March Madness: How Did A.I. Predict The First Two Rounds?

The swarm would still be winning your office pool.

Unsplash / Sabri Tuzcu

A “swarm” of college basketball enthusiasts, assisted by artificial intelligence, correctly predicted 60 percent of the 2018 NCAA Tournament’s first 48 games, an analysis by Inverse has found.

Of the 48 games in the first two rounds of the tournament that finished on Sunday, the 50 basketball fans who took part in Unanimous AI’s hive-mind styled experiment incorrectly predicted the outcome of 19 games. These wrong forecasts included that Virginia would beat UMBC, Creighton would beat Kansas State, Wichita State would beat Marshall, North Carolina would beat Seton Hall, TCU would beat Syracuse, and Arizona would beat Buffalo.

Due to the swarm’s incorrect projections in the first round, the second round forecasts gets a little messy. The hive mind was only able to precisely predict five of the second round’s match-ups and outcomes.
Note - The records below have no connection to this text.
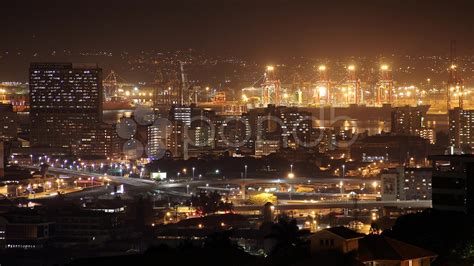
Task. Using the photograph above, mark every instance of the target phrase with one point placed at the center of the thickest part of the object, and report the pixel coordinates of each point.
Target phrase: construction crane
(323, 92)
(354, 93)
(385, 85)
(111, 84)
(271, 88)
(455, 83)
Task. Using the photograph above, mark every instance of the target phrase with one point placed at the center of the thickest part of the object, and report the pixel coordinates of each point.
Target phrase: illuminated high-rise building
(65, 102)
(461, 128)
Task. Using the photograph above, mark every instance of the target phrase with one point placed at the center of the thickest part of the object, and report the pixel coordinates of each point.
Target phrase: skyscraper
(66, 103)
(461, 128)
(452, 183)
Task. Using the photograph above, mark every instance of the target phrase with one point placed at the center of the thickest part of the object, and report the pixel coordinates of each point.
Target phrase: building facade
(66, 109)
(461, 128)
(453, 185)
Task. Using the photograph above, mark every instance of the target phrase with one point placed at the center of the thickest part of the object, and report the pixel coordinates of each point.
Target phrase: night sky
(257, 28)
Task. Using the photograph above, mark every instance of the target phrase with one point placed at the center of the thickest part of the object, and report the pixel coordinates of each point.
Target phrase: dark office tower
(461, 128)
(453, 183)
(65, 102)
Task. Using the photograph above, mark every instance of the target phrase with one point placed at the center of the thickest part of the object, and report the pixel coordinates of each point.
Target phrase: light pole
(341, 185)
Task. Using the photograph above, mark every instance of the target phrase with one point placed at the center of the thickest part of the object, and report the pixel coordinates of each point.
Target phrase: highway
(253, 181)
(119, 179)
(285, 205)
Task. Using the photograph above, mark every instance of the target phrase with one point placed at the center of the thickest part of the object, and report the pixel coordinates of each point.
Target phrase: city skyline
(284, 132)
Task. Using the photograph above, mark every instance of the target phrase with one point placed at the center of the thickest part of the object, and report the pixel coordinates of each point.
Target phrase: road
(118, 179)
(286, 205)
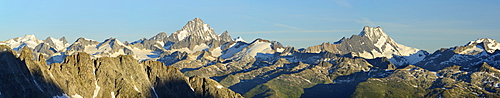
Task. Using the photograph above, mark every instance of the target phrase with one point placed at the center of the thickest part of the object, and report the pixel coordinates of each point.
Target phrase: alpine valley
(196, 62)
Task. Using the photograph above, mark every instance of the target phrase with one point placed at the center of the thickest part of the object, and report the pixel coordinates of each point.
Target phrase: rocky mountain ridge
(264, 68)
(80, 76)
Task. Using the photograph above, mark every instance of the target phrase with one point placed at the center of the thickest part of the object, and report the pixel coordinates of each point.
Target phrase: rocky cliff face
(81, 76)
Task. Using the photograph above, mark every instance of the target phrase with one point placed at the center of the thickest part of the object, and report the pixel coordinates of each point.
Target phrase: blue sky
(424, 24)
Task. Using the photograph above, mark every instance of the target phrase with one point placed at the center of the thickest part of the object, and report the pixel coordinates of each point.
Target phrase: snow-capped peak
(195, 27)
(58, 44)
(490, 45)
(225, 37)
(28, 40)
(239, 39)
(373, 32)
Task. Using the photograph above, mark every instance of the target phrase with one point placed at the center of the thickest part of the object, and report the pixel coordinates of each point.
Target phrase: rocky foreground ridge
(369, 64)
(81, 76)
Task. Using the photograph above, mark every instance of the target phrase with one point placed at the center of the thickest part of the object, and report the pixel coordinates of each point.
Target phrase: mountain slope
(81, 76)
(371, 43)
(473, 53)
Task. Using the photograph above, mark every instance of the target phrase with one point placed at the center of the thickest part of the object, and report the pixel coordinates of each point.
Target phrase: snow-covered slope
(385, 46)
(371, 43)
(474, 53)
(195, 27)
(28, 40)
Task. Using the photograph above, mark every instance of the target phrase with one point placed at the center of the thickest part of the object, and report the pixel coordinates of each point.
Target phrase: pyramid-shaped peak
(197, 20)
(484, 40)
(162, 36)
(373, 32)
(225, 37)
(490, 45)
(195, 28)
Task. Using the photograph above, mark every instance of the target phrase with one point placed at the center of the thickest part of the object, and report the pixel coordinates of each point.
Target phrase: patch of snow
(113, 95)
(259, 47)
(217, 52)
(182, 34)
(136, 89)
(62, 96)
(380, 42)
(219, 86)
(144, 54)
(38, 86)
(154, 91)
(239, 39)
(472, 50)
(280, 50)
(205, 27)
(28, 40)
(195, 48)
(233, 50)
(76, 96)
(58, 44)
(96, 91)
  • Ahead of the “Sweet Sixteen” portion of the tournament that gets started on Thursday, here are a selected few of the second round games it correctly predicted:
  • Purdue beat Butler (76-73)
  • Texas Tech beat Florida (69-66)
  • Gonzaga beat Ohio State (90-84)
  • Michigan beat Houston (64-63)
  • Duke beat Rhode Island (87-62)

On Tuesday, Unanimous A.I. will be “re-swarming” the Sweet Sixteen round as well as the “Elite Eight” round that follows.
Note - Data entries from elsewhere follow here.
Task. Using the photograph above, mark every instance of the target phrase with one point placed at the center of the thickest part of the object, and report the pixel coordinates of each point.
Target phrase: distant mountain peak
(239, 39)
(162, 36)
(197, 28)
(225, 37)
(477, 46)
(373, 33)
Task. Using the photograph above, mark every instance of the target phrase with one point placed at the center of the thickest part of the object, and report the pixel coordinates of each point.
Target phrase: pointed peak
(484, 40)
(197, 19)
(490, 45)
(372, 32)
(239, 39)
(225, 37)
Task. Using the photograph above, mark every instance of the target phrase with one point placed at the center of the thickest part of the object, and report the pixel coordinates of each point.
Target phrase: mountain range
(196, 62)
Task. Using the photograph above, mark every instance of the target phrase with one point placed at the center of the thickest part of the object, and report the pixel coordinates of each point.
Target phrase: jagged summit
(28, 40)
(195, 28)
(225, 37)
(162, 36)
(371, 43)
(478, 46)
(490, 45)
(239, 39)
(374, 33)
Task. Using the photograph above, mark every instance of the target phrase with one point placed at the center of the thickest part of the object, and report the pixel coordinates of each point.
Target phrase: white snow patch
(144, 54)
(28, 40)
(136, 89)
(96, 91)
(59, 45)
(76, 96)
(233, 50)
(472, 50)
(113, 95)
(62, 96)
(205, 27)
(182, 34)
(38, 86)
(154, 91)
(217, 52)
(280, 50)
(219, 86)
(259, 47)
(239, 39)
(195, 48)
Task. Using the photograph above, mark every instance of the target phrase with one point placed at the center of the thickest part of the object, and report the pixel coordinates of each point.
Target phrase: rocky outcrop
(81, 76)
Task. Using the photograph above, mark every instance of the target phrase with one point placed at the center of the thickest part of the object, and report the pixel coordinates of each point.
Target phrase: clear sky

“We’re analyzing our results from the first round and the round of 32 and working to identify strong individual performers using a variety of algorithms to identify and invite the strongest participants to populate our prediction swarms for the [next rounds],” Chris Hornbostel, manager of swarm operations at Unanimous A.I., tells Inverse.

To predict the result of this and other games, Unanimous A.I. used what’s known as swarm intelligence to forecast the week’s slate. About 50 college basketball fans worked together as a hive mind to make picks. As you can see in the animation below, each participant controlled a little golden magnet and used it to drag the puck toward the answer they thought was the most likely outcome. As the users saw the puck move toward a particular outcome, it triggers a psychological response. They readjusted their decision-making, building toward a consensus.

Unanimous A.I.

Even with this methodology, the hive mind is still subject to errors. Since the collective intelligence of this program stems from humans, it’s vulnerable to unexpected upsets, like UMBC’s historic take down of top overall seed Virginia.

Here’s Unanimous A.I. founder Louis Rosenberg explaining his technology in a 2017 TED Talk:

While UMBC’s unanticipated victory over Virginia might have eliminated the final perfect brackets, the hive’s predictions are still sitting in the 89 percentile of ESPN brackets, according to Joe Rosenbaum, COO of Unanimous A.I. That’s good enough to probably still be winning your office pool.